Open.AI noted that systems used for the largest training runs (some of which took days or weeks to complete) cost in the low-single-digit-millions of dollars to buy, but it predicts that most of the money spent on machine-learning hardware will go to inferencing.


Fig. 2: Compute needs are increasing. Source: Open.AI

This is a huge, brand new opportunity. A May 30, Tractica report predicted the market for deep-learning chipsets will rise from $1.6 billion in 2017 to $66.3 billion by 2025, which includes CPUs, GPUs, FPGAs, ASICs, SoC accelerators, and other chipsets. A good chunk of that will come from non-chip companies releasing their own deep-learning accelerator chipsets. Google did this with its TPU, and industry insiders say that Amazon and Facebook are taking the same path.

There is a heavy shift toward SoCs rather than standalone components, and increasing diversity in the strategies and packaging of SoC, ASIC and FPGA vendors, McGregor said.

Xilinx, Altera (now Intel) and others are trying to scale FPGAs by adding processors and other components to FPGA arrays.

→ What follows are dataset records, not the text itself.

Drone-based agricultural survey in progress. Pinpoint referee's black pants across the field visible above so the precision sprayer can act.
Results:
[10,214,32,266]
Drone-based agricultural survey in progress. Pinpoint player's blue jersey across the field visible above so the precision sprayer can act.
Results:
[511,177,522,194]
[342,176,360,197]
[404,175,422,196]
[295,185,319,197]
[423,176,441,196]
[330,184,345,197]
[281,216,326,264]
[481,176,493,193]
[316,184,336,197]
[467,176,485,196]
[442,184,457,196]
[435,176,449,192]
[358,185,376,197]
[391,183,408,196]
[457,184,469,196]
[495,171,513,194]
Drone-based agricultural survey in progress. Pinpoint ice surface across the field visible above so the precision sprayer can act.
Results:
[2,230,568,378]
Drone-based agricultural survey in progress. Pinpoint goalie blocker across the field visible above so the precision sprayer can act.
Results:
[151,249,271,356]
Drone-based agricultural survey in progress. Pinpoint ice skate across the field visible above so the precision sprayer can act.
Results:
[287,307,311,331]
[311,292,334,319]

Others, such as Flex Logix, Achronix and Menta, embed FPGA resources in smaller pieces close to specific functional areas of the SoC and rely on high-bandwidth interconnects to keep data moving and performance high.

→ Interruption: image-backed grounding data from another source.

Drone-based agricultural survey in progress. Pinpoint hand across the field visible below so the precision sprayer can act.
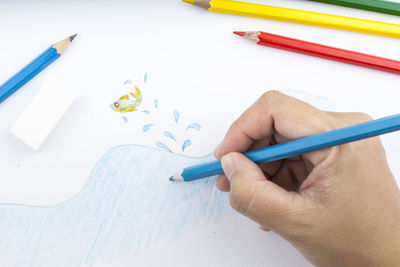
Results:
[215,91,400,267]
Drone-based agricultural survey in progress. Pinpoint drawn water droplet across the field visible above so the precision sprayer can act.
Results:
[163,132,176,142]
[174,110,180,123]
[186,122,201,131]
[143,123,154,132]
[182,139,192,152]
[156,142,172,153]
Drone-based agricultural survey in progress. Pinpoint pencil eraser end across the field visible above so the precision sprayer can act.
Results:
[10,81,75,151]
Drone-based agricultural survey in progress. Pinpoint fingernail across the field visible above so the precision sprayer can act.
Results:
[221,154,236,180]
[215,178,221,188]
[214,141,223,154]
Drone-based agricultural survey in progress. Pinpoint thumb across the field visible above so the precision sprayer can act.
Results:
[221,152,298,230]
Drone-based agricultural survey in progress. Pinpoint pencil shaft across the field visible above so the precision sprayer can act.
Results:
[208,0,400,38]
[181,114,400,181]
[0,46,60,103]
[257,32,400,74]
[0,34,76,103]
[310,0,400,16]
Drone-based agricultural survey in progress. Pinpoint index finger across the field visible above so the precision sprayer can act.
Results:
[215,91,337,159]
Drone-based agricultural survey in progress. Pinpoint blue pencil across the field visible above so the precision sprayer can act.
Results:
[169,114,400,182]
[0,34,76,103]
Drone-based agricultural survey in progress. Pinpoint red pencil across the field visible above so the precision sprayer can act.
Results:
[234,32,400,74]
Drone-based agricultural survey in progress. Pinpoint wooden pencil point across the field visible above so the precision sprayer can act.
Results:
[53,34,77,55]
[242,32,260,43]
[69,33,78,42]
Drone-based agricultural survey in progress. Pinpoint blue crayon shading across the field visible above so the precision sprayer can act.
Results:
[142,123,154,132]
[163,132,176,142]
[0,145,231,267]
[156,142,172,153]
[182,139,192,152]
[186,123,201,131]
[174,110,180,123]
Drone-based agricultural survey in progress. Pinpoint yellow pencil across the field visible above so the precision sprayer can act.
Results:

“You can use FPGAs anywhere you want programmable I/O, and people do use them for inference and sometimes training, but you see them more handling big-data tasks rather than training, which has a heavy matrix-multiplication requirement that is better suited to a GPU,” McGregor said.

The GPU is hardly an endangered species, however. Nvidia expects still to be around after the ML chips ship, but it is taking steps to stay dominant and expand into inference as well, according to Moor Insights & Strategy analyst Karl Freund, in a blog post.

NVIDIA staked its claim with an announcement earlier this month of the NVIDIA TensorRT Hyperscale Inference Platform, which includes the Tesla T4 GPU that delivers 65TFLOPS for training and 260 trillion 4-bit integer operations per second (TOPS) for inference – enough to handle 60 simultaneous video streams at 30 frames per second. It includes 320 “Turing Tensorcores” optimized for integer calculations needed for inferencing.

New architectures
Graphcore, one of the best known startups, is working on a 23.6-billion transistor “intelligence processing unit” (IPU), with 300 Mbytes of on-chip memory, 1,216 cores capable of 11GFlops each, and internal memory bandwidth of 30TB/s. Two come in a single PCIe card, each of which is designed to hold an entire neural network model on a single chip.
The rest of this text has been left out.